Figure 4 illustrates the simulated and experimental results of the shaped comb spectra, including the temporal impulse response, frequency response and processed image for a differentiator with a fractional order of 0.5, 0.75, and 1, an integrator with numbers of 15, 45, and 75 taps, as well as a Hilbert transformer with an operation bandwidth of 12, 18, and 38 GHz. Fractional differentiation performs edge detection, while Hilbert transforms perform edge enhancement or ‘sharpening’. Both of these apply to both static images as well as frames of video signals. Integration and bandpass filters address the issue of motion blur (Fig. 4 (i)). The transmission response (Fig. 4 (ii)) was characterized by a vector network analyser (Agilent MS4644B). By varying the comb spacing as well as the fibre length, the operation bandwidth of the Hilbert transformer with a 90° phase shift could be adjusted from 12-38 GHz. Fig. 4 (iii) shows the simulated and measured processed images for different functions. The original high definition (HD) image was captured by a Nikon camera (D5600) with a resolution of 1080 × 1620 pixels. The processed images after 0.5, 0.75, and first-order differentiation were shown in Fig. 4 (a-iii) (b-iii) (c-iii), respectively, which indicate that the edge of the image was successfully detected. Fig. 4 (d -iii) (e-iii) (f-iii) show the processed images after integration with 15, 45, and 75 taps, respectively, where we see that the blur intensity increases with the number of taps. The processed images after the Hilbert transformation for operation bandwidths of 12-38 GHz are shown in Fig. 4 (g-iii) (h-iii) (I-iii), respectively.

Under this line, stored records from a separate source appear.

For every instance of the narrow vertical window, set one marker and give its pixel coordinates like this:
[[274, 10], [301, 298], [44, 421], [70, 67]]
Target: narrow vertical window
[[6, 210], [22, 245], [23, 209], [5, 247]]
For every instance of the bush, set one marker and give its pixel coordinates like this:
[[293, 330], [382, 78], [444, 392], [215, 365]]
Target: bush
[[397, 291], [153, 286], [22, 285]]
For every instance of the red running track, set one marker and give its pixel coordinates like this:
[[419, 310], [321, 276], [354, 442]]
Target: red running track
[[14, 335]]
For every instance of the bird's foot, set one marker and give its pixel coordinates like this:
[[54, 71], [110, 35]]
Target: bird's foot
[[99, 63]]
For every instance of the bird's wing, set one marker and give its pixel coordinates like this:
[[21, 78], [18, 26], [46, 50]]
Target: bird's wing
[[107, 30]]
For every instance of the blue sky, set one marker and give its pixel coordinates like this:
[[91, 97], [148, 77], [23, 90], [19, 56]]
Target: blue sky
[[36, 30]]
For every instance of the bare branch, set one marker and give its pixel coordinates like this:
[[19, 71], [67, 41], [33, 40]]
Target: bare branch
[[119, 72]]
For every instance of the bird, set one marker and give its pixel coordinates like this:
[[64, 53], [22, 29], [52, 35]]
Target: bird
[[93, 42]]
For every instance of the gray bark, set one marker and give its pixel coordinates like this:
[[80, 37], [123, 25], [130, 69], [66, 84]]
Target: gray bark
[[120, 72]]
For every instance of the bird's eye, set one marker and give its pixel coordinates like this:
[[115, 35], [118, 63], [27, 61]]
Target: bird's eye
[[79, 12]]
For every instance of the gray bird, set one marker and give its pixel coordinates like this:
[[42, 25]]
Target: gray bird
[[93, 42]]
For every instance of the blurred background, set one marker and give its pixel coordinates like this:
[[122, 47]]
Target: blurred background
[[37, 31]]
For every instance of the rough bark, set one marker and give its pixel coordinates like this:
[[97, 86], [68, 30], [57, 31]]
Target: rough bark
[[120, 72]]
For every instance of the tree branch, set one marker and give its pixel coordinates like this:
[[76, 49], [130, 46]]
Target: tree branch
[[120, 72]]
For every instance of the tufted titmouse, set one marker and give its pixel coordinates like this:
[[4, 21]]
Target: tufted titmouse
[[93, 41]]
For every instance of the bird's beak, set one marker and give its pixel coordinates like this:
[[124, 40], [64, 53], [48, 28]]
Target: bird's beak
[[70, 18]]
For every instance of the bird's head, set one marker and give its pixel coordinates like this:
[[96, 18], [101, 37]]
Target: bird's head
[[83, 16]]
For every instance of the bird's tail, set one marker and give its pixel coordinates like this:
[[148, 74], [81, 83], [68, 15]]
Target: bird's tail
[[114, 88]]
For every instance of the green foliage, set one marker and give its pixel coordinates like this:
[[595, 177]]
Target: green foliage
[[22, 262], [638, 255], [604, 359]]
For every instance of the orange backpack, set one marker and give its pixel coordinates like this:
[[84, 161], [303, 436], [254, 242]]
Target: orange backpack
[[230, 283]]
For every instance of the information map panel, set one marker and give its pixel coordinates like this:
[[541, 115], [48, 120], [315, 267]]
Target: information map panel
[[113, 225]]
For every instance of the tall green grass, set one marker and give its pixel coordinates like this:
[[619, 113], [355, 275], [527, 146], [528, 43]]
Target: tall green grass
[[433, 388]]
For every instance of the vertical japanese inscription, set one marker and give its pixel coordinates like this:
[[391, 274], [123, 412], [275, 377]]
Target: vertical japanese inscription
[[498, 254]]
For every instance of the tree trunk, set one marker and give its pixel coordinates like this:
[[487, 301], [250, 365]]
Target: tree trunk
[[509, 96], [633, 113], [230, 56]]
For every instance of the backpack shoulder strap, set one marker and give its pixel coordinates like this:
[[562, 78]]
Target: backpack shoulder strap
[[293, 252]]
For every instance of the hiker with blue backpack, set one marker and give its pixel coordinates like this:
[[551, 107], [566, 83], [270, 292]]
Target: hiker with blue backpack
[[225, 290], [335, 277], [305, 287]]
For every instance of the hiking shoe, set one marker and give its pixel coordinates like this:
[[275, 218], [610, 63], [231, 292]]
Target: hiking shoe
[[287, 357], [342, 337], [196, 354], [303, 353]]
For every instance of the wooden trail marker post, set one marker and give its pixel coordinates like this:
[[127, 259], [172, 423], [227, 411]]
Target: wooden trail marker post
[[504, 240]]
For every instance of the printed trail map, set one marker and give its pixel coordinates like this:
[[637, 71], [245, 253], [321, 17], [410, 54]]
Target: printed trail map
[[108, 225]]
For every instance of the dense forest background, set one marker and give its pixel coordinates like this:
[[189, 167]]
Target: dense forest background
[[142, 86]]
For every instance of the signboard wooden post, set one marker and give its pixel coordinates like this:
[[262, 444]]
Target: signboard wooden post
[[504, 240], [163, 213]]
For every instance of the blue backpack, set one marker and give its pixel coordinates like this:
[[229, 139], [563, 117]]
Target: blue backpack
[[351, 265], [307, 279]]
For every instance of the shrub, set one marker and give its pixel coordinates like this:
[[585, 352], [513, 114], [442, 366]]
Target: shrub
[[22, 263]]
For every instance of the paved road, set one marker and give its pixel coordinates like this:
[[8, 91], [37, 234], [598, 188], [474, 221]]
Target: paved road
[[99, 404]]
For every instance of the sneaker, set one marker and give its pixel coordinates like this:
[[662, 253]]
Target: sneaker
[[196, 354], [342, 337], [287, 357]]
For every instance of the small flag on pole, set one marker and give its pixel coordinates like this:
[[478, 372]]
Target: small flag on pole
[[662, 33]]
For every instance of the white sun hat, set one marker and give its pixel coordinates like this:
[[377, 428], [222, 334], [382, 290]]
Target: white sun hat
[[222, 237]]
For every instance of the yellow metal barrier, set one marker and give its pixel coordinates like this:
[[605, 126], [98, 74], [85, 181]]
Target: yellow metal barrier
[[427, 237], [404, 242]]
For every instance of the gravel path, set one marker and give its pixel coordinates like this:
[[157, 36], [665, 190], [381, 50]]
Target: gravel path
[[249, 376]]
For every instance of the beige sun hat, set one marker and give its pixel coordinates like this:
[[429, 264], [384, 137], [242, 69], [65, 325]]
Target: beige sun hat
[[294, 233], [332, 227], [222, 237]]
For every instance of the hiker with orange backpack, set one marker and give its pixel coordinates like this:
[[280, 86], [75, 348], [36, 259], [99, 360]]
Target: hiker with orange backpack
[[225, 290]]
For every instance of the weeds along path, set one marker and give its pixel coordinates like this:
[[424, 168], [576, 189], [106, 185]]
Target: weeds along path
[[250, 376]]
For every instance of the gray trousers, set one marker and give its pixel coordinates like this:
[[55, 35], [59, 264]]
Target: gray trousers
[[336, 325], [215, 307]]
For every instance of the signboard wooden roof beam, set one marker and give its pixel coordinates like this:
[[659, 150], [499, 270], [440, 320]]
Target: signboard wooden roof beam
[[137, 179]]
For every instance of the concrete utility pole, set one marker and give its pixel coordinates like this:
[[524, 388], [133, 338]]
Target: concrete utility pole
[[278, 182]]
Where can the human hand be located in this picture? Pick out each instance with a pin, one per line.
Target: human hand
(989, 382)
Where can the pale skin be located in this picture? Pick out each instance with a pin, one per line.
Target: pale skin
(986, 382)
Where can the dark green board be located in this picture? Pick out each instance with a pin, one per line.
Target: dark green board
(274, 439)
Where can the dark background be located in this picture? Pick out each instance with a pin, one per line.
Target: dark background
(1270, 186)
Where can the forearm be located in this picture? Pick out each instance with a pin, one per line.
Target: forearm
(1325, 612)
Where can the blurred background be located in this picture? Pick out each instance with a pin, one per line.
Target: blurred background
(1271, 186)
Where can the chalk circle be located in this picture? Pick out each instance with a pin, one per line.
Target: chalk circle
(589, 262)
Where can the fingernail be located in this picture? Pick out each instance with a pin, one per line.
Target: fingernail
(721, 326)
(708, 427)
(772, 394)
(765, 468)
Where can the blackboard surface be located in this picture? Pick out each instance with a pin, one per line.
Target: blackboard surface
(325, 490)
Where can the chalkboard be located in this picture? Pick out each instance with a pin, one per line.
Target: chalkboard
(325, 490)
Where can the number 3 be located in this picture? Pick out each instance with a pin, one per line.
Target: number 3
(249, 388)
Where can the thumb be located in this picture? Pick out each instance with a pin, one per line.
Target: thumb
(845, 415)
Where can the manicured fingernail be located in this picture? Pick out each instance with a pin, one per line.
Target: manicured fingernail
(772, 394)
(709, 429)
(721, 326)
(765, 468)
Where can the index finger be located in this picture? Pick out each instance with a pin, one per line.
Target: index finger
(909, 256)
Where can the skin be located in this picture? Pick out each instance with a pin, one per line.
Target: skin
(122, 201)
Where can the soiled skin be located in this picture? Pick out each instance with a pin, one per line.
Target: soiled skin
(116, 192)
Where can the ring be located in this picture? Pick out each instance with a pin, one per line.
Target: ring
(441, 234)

Real time analog video processing
To process videos in real time we use a combination of fractional differentiator (order = 0.5), an integrator with 75 taps, and Hilbert transformer with a bandwidth of 18 GHz. Fig. 5 (a) shows the generated waveform together with 5 frames of the original video at a frame rate of 30 frames per second. The video had a resolution of 568 × 320 pixels and was captured by a Drone Quadcopter UAV with Optical Zoom camera (DJL Mavic Air 2 Zoom). The video after differentiation and Hilbert transformation is shown in Fig. 5 (b). Fig. 5 (c) and (d). The input and processed HD videos as well as the waveforms are seen here
For demonstrating a reconfigurable operation bandwidth, we focus on the Hilbert transformer, showing a variable range of 12 - 38 GHz with a phase shift of 90°, achieved by varying the length of fibre (1.838 km vs 3.96 km) as well as by varying the comb spacing (with a 2-FSR and 3-FSR comb spacing) Fig. 4 (g-ii) (h-ii) (I-ii). Note that tunable dispersion compensators [42] can be employed to avoid changing the hardware to vary the bandwidths.